Я знал, что наша получка — небольшая помощь, но все же очень приятно было хоть чем-нибудь помочь маме, обрадовать ее.
Если маме случалось приготовить дома что-то особенно вкусное, она обязательно клала на блюдце или на тарелку, и я разносил, угощал соседей. Никогда, никогда теперь я не увижу моей мамы…
Я невольно всхлипнул. Митька встрепенулся:
— Ты чего?
Я не ответил, взял себя в руки, старался не плакать.
— Ты брось, — продолжал Митька. — По-моему, если б они знали про погреб и что-нибудь подозревали, так уже б давно нас раскопали. — Он помолчал. — Теперь уже часов двенадцать, пожалуй, будет — есть что-то хочется. А тебе?
Мне есть не хотелось. И совсем я не потому всхлипнул, что боялся: мне жалко маму. А немцев я не боюсь, пусть взорвут здесь или пусть вытащат и повесят, как Егора Ивановича и Вовку. Пусть! Ничего теперь не жалко мне и ничего не надо!
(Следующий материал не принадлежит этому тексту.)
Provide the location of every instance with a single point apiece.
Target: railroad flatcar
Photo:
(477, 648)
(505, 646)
При этой мысли какое-то отчаяние овладело мной. Я вскочил и полез по лестнице.
— Куда ты?
— Крышку открою…
Я не успел договорить, Митька схватил меня, дернул вниз. Я упал, больно ударившись коленкой о лестницу. Карабин отскочил в сторону. Сидя на полу, я ощупыо искал его.
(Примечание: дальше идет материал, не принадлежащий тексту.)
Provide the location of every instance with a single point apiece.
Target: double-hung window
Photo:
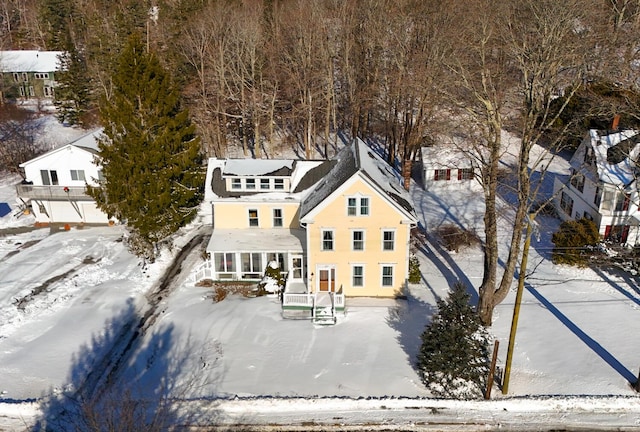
(253, 218)
(387, 275)
(358, 240)
(77, 175)
(357, 275)
(388, 240)
(358, 206)
(327, 240)
(277, 218)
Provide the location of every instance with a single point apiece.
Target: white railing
(53, 192)
(205, 271)
(297, 299)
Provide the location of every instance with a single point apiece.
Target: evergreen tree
(454, 357)
(151, 160)
(72, 94)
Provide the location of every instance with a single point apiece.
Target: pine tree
(150, 156)
(72, 94)
(453, 359)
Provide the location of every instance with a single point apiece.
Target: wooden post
(516, 308)
(492, 370)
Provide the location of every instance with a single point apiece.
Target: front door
(327, 279)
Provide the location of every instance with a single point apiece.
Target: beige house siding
(333, 216)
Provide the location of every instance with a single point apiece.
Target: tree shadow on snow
(122, 381)
(589, 341)
(409, 319)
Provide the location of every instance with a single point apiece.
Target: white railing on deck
(205, 271)
(297, 299)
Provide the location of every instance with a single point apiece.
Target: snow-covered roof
(29, 61)
(302, 175)
(258, 167)
(615, 154)
(359, 158)
(245, 240)
(88, 142)
(444, 156)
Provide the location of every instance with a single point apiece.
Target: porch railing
(57, 193)
(297, 300)
(204, 271)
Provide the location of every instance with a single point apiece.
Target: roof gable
(358, 159)
(29, 61)
(88, 143)
(614, 155)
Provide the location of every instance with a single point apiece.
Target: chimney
(616, 122)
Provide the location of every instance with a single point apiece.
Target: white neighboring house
(55, 183)
(444, 164)
(603, 185)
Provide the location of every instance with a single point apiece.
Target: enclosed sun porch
(241, 255)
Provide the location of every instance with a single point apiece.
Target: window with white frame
(577, 180)
(442, 174)
(465, 173)
(253, 218)
(566, 203)
(277, 218)
(357, 275)
(225, 262)
(49, 177)
(77, 175)
(623, 200)
(357, 206)
(387, 275)
(388, 240)
(358, 240)
(251, 265)
(327, 240)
— Ты что, с умом или совсем уже того, помешался? — шептал взволнованно Митька. — Вставай, чего сел на сырой пол? Что с тобой? — уже мягче спросил он.
Я молчал. На мгновение подумалось, что вот-вот поднимется со скрипом крышка, блеснет свет и вместе со светом влетит граната, а здесь и спрятаться негде. Но мысли о маме снова нахлынули и не выходили из головы.
Мы примостились на ступеньках лестницы — Митька повыше, я пониже. Прислушивались, старались угадать, что творится наверху. Но там все было тихо.
Митька нагнулся ко мне, зашептал:
— Как думаешь, сколько сейчас времени?
— Не знаю, а что?
— Если мы до ночи дотянем, можно будет…
— А если они там дежурят?
— Что им тут караулить — золу?
Сидеть на лестнице очень неудобно, ноги затекали, угловатые перекладины врезались в тело, к тому же меня начинал бить озноб.
— Тебе плохо? — спросил Митька и слез с лестницы. Он снял с полки пустые банки, бутылки, кувшины и, раздвинув в стороны старые, с залитыми цементом днищами бочки, положил на них широкую доску. — Тут можно лечь. Иди ложись, — сказал он. — Ты заболел, наверное…
Митька помог мне забраться на доску, накрыл снятым с себя пиджачком, заботливо подоткнув под меня свесившиеся рукава и полы, и сел у моих ног.
Вскоре озноб сменился жаром. Затошнило, и тут же все тело покрылось потом, захотелось пить. Я силился побороть жажду и не мог. Со мной творилось что-то неладное. Сколько я пролежал — не помню, наверное, долго, хотя мне казалось, что прошло одно мгновение. Очнувшись, я позвал Митьку.